A rectangle chart pattern is continuation pattern that forms in a consolidation, or trading range, period. The pattern can be identified by two highs that are about equal and two lows that are approximately equal, forming two horizontal lines (i.e. the top and bottom edges of a rectangle).
As with most formations, the rectangle chart pattern is not complete until a breakout has occurred. The direction of the breakout is usually not identifiable beforehand but volume levels can provide insight into the underlying structure and strength of the pattern. If volume contracts during the formation, an increase in volume afterwards may be a signal that a breakout is imminent. On the other hand, if volume fluctuates sporadically, then one should focus on the actual levels during a test of resistance, or support, to see which side, the bulls or the bears, has more support.

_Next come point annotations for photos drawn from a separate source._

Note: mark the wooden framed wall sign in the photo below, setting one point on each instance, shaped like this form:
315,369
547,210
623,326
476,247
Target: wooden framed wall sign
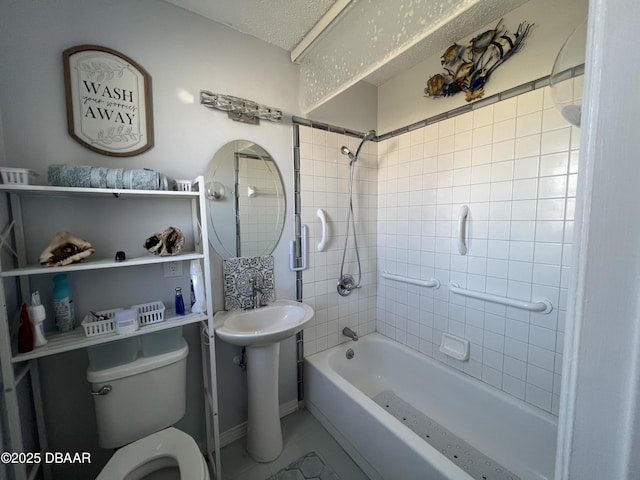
108,101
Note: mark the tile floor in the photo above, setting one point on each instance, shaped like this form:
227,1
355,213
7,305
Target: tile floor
302,434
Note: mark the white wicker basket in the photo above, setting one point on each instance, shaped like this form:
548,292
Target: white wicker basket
183,185
149,313
93,327
16,176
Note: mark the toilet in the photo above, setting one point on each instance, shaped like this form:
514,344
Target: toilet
136,405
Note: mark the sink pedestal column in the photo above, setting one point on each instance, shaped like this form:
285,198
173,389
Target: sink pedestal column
264,434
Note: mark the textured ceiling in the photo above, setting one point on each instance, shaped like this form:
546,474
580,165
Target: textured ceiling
280,22
374,41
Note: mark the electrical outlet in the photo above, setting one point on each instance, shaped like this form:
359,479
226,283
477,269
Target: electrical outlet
172,269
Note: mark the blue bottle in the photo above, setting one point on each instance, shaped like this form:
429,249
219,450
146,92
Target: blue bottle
179,302
63,303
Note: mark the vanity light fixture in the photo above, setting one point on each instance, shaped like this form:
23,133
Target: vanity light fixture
239,109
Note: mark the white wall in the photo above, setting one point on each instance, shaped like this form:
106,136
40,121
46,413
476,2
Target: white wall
401,100
183,53
355,109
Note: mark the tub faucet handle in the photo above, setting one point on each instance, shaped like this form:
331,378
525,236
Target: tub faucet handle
350,333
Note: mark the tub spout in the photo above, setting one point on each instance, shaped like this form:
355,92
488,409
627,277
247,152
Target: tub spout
350,333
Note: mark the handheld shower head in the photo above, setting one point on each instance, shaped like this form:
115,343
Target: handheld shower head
347,152
367,136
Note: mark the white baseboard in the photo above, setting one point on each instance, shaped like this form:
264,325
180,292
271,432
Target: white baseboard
239,431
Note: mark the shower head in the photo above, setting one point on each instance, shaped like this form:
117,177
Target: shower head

One should always keep in mind that a rectangle formation has a neutral bias as to which direction it will breakout to and that it is better to wait for a confirmation (i.e. a clear breakout) before positioning one’s portfolio.
In the above example, the price was in a down-trend before forming the rectangle pattern in early May. The pattern looked as if it had formed a bottom. Volume was very light until it began to increase day-after-day in early July. This was a clear sign that a breakout was imminent and in this case, it was to the down-side, and thus, a continuation of the previous down-trend.